希望と焦りが入り交じり、願いはとても言葉にならなかったが、ありったけの思いを込めて、フリーでパスを待つ2学年下の日向寺にボールを送った。
パスを受けた日向寺に日体大のディフェンダーが必死に迫っていたが、追いつける距離ではなかった。
残り12秒。
放たれたスリーポイントシュートの放物線。あのシーンは記憶に残っている。
立ち見客が出るほど満員に膨れ上がった代々木第二体育館の大声援が一瞬、静かになった。
残り11秒。
この日一番の歓声がコートを包んだ。自然と、両手を上げてガッツポーズをしていた。
スリーポイントシュートが決まったのだ。
66対65。
残り9秒。
バスケットボールにとって残り9秒の1点差は決してセーフティではない。
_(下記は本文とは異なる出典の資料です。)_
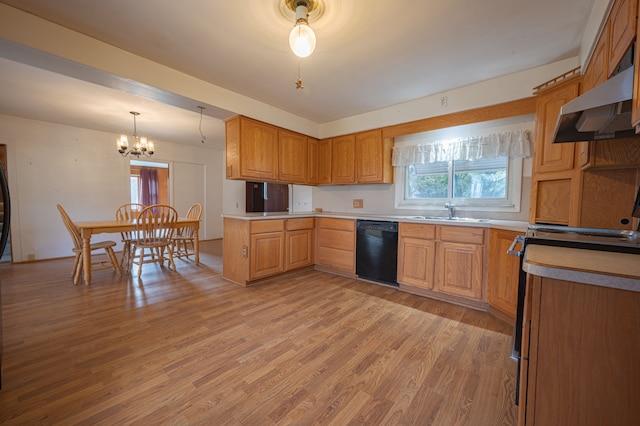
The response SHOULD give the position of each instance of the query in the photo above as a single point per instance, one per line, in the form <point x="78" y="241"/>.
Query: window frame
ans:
<point x="510" y="204"/>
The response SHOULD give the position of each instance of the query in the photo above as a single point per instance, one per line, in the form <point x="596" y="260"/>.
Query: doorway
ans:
<point x="149" y="182"/>
<point x="6" y="256"/>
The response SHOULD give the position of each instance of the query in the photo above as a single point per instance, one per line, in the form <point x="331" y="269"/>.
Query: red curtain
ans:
<point x="148" y="186"/>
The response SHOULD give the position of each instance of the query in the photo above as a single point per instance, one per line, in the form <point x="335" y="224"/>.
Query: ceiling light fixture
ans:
<point x="141" y="146"/>
<point x="302" y="39"/>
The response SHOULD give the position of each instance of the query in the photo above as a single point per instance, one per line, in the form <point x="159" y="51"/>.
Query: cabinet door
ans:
<point x="503" y="272"/>
<point x="369" y="157"/>
<point x="258" y="150"/>
<point x="336" y="244"/>
<point x="293" y="157"/>
<point x="583" y="358"/>
<point x="324" y="161"/>
<point x="416" y="262"/>
<point x="551" y="201"/>
<point x="459" y="269"/>
<point x="622" y="30"/>
<point x="312" y="161"/>
<point x="299" y="249"/>
<point x="267" y="254"/>
<point x="343" y="159"/>
<point x="549" y="157"/>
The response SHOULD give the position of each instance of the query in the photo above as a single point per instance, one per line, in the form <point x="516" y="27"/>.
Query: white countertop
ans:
<point x="509" y="225"/>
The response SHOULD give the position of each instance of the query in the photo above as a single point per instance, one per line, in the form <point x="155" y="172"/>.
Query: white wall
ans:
<point x="51" y="164"/>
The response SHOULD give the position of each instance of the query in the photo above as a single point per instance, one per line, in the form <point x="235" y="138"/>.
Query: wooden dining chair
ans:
<point x="185" y="235"/>
<point x="107" y="246"/>
<point x="154" y="232"/>
<point x="128" y="213"/>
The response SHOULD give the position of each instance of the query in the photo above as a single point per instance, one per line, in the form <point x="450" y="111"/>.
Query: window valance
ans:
<point x="508" y="144"/>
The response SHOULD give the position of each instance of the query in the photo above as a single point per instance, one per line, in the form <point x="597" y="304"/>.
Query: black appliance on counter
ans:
<point x="611" y="240"/>
<point x="377" y="251"/>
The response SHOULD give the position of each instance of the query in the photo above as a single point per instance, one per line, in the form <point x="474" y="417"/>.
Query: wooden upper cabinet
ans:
<point x="324" y="161"/>
<point x="550" y="157"/>
<point x="343" y="159"/>
<point x="292" y="157"/>
<point x="252" y="149"/>
<point x="622" y="31"/>
<point x="312" y="161"/>
<point x="373" y="157"/>
<point x="635" y="111"/>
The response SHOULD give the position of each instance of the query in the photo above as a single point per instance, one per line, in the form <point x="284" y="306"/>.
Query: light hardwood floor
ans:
<point x="188" y="347"/>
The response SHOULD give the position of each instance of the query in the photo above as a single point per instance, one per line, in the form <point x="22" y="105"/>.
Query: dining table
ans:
<point x="89" y="228"/>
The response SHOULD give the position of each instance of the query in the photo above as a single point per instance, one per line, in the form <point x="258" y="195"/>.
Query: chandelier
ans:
<point x="141" y="146"/>
<point x="302" y="39"/>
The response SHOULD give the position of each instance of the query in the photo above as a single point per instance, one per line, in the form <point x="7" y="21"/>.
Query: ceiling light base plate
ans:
<point x="309" y="4"/>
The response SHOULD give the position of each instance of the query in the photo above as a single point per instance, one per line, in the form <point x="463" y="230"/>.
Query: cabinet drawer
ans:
<point x="416" y="230"/>
<point x="460" y="234"/>
<point x="300" y="223"/>
<point x="261" y="226"/>
<point x="341" y="240"/>
<point x="339" y="224"/>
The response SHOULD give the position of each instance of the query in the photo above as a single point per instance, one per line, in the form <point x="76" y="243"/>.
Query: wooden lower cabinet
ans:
<point x="299" y="247"/>
<point x="459" y="267"/>
<point x="503" y="273"/>
<point x="336" y="245"/>
<point x="257" y="249"/>
<point x="445" y="261"/>
<point x="267" y="255"/>
<point x="416" y="254"/>
<point x="580" y="355"/>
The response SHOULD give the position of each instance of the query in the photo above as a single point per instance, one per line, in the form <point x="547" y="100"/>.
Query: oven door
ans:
<point x="516" y="339"/>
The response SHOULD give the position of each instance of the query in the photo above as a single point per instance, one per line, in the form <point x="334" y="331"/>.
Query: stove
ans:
<point x="615" y="240"/>
<point x="611" y="240"/>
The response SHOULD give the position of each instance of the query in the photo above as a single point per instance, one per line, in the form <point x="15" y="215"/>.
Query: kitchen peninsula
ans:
<point x="445" y="259"/>
<point x="580" y="337"/>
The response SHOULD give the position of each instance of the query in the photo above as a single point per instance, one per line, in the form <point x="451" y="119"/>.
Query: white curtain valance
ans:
<point x="509" y="144"/>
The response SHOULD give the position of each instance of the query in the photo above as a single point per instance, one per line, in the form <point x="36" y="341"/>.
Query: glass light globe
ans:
<point x="302" y="40"/>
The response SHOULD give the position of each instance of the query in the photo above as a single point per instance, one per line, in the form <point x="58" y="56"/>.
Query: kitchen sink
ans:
<point x="453" y="219"/>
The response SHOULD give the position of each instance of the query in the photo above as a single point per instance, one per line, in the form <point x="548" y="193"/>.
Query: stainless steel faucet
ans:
<point x="450" y="207"/>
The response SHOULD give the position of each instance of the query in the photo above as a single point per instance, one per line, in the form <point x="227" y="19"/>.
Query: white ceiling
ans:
<point x="370" y="54"/>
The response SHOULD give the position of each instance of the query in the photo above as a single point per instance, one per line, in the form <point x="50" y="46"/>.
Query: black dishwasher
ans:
<point x="377" y="251"/>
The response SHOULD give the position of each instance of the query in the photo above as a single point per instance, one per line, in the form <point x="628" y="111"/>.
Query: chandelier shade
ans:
<point x="141" y="145"/>
<point x="302" y="39"/>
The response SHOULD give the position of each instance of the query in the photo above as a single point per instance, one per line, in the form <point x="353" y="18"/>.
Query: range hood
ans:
<point x="604" y="112"/>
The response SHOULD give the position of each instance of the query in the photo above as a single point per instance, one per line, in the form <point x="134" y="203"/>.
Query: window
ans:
<point x="478" y="167"/>
<point x="486" y="178"/>
<point x="485" y="184"/>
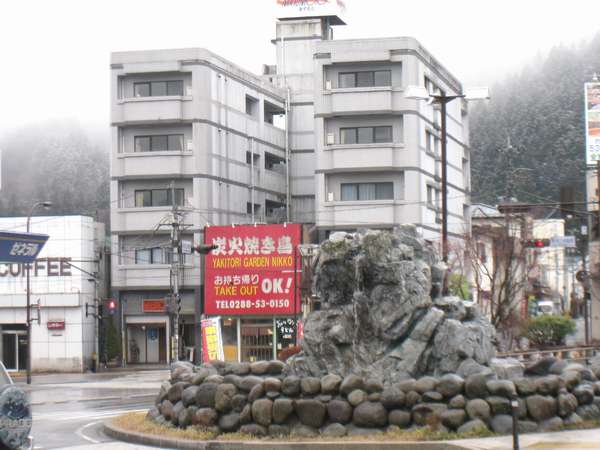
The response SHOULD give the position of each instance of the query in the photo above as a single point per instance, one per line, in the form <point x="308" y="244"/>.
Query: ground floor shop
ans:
<point x="257" y="338"/>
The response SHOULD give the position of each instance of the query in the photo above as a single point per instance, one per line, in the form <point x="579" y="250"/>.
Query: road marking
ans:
<point x="80" y="430"/>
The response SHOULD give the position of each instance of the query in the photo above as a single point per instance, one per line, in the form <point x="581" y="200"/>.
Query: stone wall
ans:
<point x="260" y="399"/>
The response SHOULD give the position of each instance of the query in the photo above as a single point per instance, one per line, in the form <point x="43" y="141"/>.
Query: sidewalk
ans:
<point x="563" y="440"/>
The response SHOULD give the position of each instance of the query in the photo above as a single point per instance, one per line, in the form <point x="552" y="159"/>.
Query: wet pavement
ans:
<point x="68" y="410"/>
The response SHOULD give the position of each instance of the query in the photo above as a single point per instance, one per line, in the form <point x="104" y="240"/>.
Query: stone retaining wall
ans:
<point x="259" y="399"/>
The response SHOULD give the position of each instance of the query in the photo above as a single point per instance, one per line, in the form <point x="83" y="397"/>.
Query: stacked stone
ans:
<point x="260" y="400"/>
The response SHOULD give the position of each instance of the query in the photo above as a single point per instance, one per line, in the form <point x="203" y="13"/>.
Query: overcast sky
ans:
<point x="55" y="53"/>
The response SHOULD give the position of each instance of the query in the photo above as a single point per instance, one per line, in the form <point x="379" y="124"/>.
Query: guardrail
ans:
<point x="578" y="353"/>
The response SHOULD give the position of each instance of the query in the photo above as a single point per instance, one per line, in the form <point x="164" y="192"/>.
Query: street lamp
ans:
<point x="421" y="93"/>
<point x="46" y="205"/>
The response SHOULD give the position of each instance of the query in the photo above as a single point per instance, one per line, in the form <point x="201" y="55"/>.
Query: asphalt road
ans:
<point x="69" y="414"/>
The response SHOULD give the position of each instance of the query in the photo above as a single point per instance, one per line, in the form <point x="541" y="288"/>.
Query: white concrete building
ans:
<point x="63" y="339"/>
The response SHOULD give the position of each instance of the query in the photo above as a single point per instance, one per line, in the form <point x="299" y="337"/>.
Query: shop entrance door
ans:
<point x="257" y="339"/>
<point x="14" y="350"/>
<point x="147" y="344"/>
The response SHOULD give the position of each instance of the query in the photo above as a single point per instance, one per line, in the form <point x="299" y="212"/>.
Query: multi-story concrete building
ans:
<point x="190" y="128"/>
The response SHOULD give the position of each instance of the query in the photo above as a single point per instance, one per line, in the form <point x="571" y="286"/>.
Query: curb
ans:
<point x="134" y="437"/>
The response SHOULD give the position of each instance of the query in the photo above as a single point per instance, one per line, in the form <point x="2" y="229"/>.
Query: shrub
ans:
<point x="546" y="331"/>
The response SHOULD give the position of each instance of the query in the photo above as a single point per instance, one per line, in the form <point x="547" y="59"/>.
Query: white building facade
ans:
<point x="63" y="340"/>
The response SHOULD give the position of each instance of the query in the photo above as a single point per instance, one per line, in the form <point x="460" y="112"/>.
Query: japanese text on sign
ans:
<point x="251" y="270"/>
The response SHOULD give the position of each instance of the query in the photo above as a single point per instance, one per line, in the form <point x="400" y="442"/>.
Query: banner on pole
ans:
<point x="212" y="340"/>
<point x="253" y="270"/>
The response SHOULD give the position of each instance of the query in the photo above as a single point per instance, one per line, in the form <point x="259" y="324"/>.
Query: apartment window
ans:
<point x="155" y="255"/>
<point x="369" y="78"/>
<point x="157" y="197"/>
<point x="367" y="191"/>
<point x="366" y="135"/>
<point x="158" y="88"/>
<point x="159" y="143"/>
<point x="251" y="106"/>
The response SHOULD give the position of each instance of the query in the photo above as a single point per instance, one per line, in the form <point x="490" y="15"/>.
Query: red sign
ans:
<point x="252" y="269"/>
<point x="56" y="325"/>
<point x="151" y="305"/>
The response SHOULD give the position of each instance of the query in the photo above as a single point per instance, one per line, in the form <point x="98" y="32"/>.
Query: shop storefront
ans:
<point x="251" y="286"/>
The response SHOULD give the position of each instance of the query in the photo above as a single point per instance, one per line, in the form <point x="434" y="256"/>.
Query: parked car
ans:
<point x="15" y="414"/>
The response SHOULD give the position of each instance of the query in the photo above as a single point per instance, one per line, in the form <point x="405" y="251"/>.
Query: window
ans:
<point x="159" y="143"/>
<point x="154" y="255"/>
<point x="158" y="88"/>
<point x="366" y="135"/>
<point x="370" y="78"/>
<point x="157" y="197"/>
<point x="367" y="191"/>
<point x="251" y="106"/>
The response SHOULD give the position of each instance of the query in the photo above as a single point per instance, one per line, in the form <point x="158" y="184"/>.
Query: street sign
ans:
<point x="20" y="247"/>
<point x="563" y="241"/>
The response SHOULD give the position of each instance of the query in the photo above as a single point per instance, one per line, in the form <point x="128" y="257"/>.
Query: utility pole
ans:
<point x="175" y="269"/>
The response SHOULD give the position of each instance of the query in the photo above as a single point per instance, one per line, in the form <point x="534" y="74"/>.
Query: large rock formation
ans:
<point x="378" y="317"/>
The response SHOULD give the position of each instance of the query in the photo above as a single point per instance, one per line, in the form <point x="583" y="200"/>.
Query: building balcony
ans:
<point x="365" y="213"/>
<point x="152" y="109"/>
<point x="361" y="100"/>
<point x="361" y="156"/>
<point x="138" y="219"/>
<point x="152" y="275"/>
<point x="153" y="163"/>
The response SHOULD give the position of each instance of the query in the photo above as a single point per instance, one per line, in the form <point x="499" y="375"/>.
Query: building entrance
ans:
<point x="147" y="344"/>
<point x="14" y="349"/>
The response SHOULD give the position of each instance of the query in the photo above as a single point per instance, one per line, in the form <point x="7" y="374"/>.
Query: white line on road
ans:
<point x="79" y="432"/>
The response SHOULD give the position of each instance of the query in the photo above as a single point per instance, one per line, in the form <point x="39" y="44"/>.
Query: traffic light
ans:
<point x="111" y="306"/>
<point x="203" y="249"/>
<point x="535" y="243"/>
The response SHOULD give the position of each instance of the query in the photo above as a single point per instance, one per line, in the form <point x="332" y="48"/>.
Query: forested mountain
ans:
<point x="56" y="161"/>
<point x="528" y="140"/>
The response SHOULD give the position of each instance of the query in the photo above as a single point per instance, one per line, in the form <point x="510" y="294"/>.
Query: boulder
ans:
<point x="205" y="395"/>
<point x="369" y="415"/>
<point x="205" y="417"/>
<point x="478" y="409"/>
<point x="453" y="418"/>
<point x="310" y="412"/>
<point x="262" y="412"/>
<point x="351" y="383"/>
<point x="333" y="430"/>
<point x="541" y="407"/>
<point x="339" y="411"/>
<point x="425" y="413"/>
<point x="229" y="422"/>
<point x="502" y="388"/>
<point x="330" y="384"/>
<point x="525" y="386"/>
<point x="290" y="386"/>
<point x="399" y="418"/>
<point x="392" y="397"/>
<point x="310" y="385"/>
<point x="223" y="397"/>
<point x="357" y="397"/>
<point x="540" y="367"/>
<point x="584" y="394"/>
<point x="450" y="385"/>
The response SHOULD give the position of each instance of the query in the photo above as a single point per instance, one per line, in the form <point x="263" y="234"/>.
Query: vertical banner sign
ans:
<point x="212" y="340"/>
<point x="253" y="270"/>
<point x="592" y="123"/>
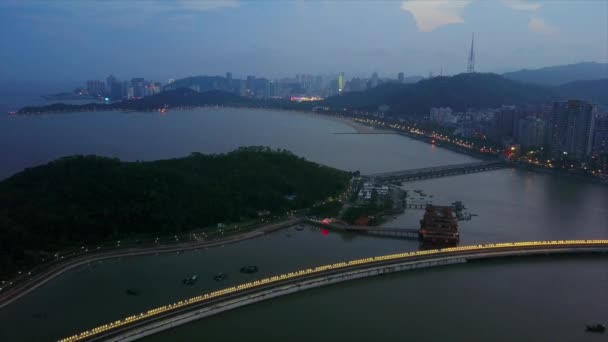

むしろ、危険だ。一瞬でも気を抜けば、ひとつでも戦略を読み間違えれば……、立場は一気に逆転する。
諦めない日体大が、一気に前にボールを出してきた。受けた後藤正規(花の平成5年組入社のひとりだ)が半ば無理やりスリーポイントシュートを放った。
後藤は日体大のエースであり、その後も同じシューティングガードの選手としてしのぎを削り合うことになるライバルだ。
彼も必死の思いだっただろう。そのシュートに、日体大にとって4年連続10回目のインカレ優勝が懸かっていたのだから。
だが、不十分な体勢から放たれた一投はリングに弾はじかれた。
リバウンドを味方が制してくれた。
勝った──。
次の瞬間、試合終了を告げるブザーが鳴った。
気づくと、ベンチに向かって駆け出していた。雄叫たけびのような喜びの声を上げている仲間に、飛びついて抱きついた。中学でバスケットボールを始めてから、初めて日本で一番になれた瞬間。
収まらない大歓声。鳴りやまない拍手。注目されていることは感じていたが、それもどうでも良かった。
「日体大に勝てた」
わたしが沸き立つ理由はそれだけだった。
最後の最後で、チームとしても、一選手としても日体大を乗り越えることができた。
勝つことと、結果を残すこと──。
絶対に負けたままでは終わらない。
負けなければ、いつか日本一、優勝にはたどり着く。
日体大にようやく勝ったことは「目の前の相手」、特に、強い相手に絶対に負けないという思いを大いに強くさせた。